Climate-friendly rice recognized as a top science development of 2015
25 Nov 2015
The creation of a new kind of rice which gives off nearly zero greenhouse gas emissions during its growth has earned kudos for a team of scientists from three continents, including the lead investigator at the Department of Energy's Pacific Northwest National Laboratory.
|The new strain of rice (right) compared to common rice (left). The new rice creates much less methane during its growth and produces more grains. |
Image courtesy of Swedish University of Agricultural Sciences
The new kind of rice grows in a manner that nearly eliminates the production of methane, a potent greenhouse gas. And rice is a big source of methane: Scientists estimate that somewhere in the neighborhood of 8 to 15 per cent of global methane emissions come from rice paddies around the world. Methane is 20 times more efficient at trapping heat in atmosphere than its better-known counterpart, carbon dioxide, making the team's contribution especially important for climate issues.
The research has been recognized with a "Best of What's New" award for 2015 by Popular Science. The work was named the grand prize winner in the magazine's engineering category, one of 10 categories in which a total of 100 research developments around the globe were recognized. The awards are described in the December issue of the magazine.
PNNL scientist Christer Jansson led the team; he is director of plant sciences at EMSL, the Environmental Molecular Sciences Laboratory, a DOE user facility at PNNL.
For more than a decade he has worked closely with Chuanxin Sun of the Swedish University of Agricultural Sciences, who has contributed significantly to the research on rice. The two published a research paper about the rice in July in Nature, together with other researchers at the Swedish institution and colleagues at China's Fujian Academy of Agricultural Sciences and Hunan Agricultural University.
To create the rice, the team identified a gene in barley that directs how that plant uses carbon, then spliced that gene into common rice.
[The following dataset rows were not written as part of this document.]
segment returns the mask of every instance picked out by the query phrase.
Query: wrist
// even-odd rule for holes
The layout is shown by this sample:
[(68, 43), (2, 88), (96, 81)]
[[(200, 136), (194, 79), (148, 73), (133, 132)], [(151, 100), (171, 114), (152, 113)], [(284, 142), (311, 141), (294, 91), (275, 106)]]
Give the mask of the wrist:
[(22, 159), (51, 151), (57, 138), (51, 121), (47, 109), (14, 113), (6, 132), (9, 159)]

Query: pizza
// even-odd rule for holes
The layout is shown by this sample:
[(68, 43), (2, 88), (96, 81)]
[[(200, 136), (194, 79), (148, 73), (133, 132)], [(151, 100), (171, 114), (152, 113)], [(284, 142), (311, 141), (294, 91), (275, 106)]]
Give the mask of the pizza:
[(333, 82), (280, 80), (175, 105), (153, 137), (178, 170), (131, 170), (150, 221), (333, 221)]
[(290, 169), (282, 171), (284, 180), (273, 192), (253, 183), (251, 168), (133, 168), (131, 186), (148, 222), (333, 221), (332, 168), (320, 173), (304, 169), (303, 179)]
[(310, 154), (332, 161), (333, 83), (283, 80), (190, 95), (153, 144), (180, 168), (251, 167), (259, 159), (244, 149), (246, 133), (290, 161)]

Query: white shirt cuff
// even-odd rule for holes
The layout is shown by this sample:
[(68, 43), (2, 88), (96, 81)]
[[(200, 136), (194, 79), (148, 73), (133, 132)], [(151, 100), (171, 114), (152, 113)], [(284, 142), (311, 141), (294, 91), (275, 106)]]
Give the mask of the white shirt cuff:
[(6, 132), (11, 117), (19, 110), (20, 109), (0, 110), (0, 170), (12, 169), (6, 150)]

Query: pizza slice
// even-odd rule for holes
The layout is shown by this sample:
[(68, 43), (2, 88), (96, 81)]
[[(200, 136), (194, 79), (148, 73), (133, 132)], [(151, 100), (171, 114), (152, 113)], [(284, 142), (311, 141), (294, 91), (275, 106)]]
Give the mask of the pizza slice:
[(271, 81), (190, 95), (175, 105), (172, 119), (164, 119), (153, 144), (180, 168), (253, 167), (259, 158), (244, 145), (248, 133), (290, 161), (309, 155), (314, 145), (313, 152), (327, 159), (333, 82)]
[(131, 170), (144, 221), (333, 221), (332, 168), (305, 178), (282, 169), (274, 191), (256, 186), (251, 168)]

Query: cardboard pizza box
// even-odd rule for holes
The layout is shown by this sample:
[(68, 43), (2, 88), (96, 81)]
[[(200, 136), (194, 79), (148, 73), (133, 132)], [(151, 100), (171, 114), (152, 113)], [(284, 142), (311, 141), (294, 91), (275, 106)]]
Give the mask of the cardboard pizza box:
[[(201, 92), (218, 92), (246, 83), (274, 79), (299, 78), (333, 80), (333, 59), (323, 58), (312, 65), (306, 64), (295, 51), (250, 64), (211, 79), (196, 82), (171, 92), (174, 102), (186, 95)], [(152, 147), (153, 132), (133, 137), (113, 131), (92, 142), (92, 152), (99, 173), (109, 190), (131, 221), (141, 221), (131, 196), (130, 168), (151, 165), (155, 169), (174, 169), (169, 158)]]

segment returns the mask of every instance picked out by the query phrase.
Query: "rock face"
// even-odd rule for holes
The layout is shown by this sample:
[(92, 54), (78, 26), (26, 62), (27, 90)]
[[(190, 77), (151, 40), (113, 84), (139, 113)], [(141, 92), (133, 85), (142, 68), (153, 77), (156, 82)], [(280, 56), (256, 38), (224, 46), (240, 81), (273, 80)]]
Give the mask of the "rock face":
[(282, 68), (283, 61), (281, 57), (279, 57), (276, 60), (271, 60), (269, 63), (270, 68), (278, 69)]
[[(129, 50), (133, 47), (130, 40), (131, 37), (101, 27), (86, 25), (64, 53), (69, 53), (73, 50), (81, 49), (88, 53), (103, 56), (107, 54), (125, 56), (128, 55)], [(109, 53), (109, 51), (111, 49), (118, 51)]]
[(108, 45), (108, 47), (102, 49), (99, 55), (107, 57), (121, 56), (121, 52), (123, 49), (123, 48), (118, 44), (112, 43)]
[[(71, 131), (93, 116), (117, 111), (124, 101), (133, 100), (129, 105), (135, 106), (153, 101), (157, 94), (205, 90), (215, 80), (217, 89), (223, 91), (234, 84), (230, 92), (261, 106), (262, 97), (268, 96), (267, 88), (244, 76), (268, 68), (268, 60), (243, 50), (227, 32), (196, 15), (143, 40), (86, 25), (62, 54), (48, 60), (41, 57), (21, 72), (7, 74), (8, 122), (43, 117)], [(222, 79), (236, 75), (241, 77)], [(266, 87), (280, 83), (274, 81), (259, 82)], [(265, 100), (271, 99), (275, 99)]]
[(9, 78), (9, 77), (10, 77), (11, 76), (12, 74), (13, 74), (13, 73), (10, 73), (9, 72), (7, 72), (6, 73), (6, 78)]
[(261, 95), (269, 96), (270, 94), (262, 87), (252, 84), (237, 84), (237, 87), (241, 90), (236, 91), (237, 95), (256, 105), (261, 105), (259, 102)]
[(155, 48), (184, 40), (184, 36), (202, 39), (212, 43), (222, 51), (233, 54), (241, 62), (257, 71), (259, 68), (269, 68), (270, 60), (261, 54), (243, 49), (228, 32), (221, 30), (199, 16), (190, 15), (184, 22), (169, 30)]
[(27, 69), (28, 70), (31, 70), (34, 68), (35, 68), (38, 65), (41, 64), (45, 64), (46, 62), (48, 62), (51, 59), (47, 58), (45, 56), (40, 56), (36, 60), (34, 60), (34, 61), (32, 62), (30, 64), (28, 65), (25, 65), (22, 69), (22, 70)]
The change redirected the way the rice plant uses the carbon it pulls from the atmosphere, causing the plant to send more carbon into the plant's grain and stems and less into its roots.
That change increases the amount of starch and the yield of rice and reduces the carbon available to the roots, where bacteria convert much of the substance into methane.
"This is a win-win finding," said Jansson, a plant biochemist. "The process results in reduced methane emissions, which helps to mitigate climate change, and also results in more biomass - more food. This dual effect is very positive."
Much of Jansson's work focuses on understanding how plants absorb light and tap water and carbon to carry out photosynthesis. The work is central to scientists who investigate "bioenergy," which involves creating or tapping biological materials for energy. Jansson has worked with crops like sorghum, rice and tobacco to discover new ways to create plants that offer novel energy traits.
Funding for this research was provided by the Swedish University of Agricultural Sciences, the Swedish Research Council for Environment, Agricultural Sciences and Spatial Planning, the National Natural Science Foundation of China and the Carl Tryggers Foundation. Most of Jansson's current research is funded by the Department of Energy's Office of Science and ARPA-E.